When you take LSD, you come to conclusions; lots of conclusions. Generally, they seem very profound at the time. They have meaning and can be very deep. One night after Christmas I spent four hours staring at the wall... trying to come up with reasons for everything. Yes, everything. And for the most part I found them.

I wanted to take advantage of every moment, I wanted to find something that would make me a better person. I wanted to discover things through myself. I wanted to discover myself through myself. And I think I did.

I thought about the world, and my family, and my life. The people I have loved, and all the people I've known. I went over everything I knew and tried to objectify it, thinking out of the box for the first time in a long, long time. I almost cried.

I made points for myself. I listed them, so that I would remember them: I should never stop creating music; I should never stop writing; I should talk more softly; I should always try to be a good person; I wish my mother were happy. There was a list a mile long, and I've lost most of it. But all these things had reasons, proofs behind them. And I wish I'd written them down.

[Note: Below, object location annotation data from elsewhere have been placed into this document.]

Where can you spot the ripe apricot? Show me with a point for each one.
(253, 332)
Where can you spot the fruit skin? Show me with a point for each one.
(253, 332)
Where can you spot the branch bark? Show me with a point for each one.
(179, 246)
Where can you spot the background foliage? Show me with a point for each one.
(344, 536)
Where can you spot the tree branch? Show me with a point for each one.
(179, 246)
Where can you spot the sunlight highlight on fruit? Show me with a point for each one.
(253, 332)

Above the list I came to two broad conclusions: 1.) Everything is beautiful and 2.) Except me. Even amidst euphoria I was disgusted with myself. At a time when I could only be honest - honest to the best of my ability, thoughtful, neutral, objective - I hated myself. Everything about myself. And only now has the realization stung me so violently.

It was 4 AM and I was staring at my hands - they were so disgusting. Fingers: long, bony, out of proportion. I could only think of my mistakes, of everything I lacked. My wretched, selfish, inadequate personality; my pathetic vanity, my inexperience, my cruelty. The standards I couldn't live up to. I had done everything wrong in my life, and I should pay for it.

While tripping, I came to accept these rules. I decided they were the most correct ideas I could ever have. And maybe they are: how can I distrust myself? Could I possibly have been wrong? How could I come up with something so pessimistic in such an optimistic mind-set?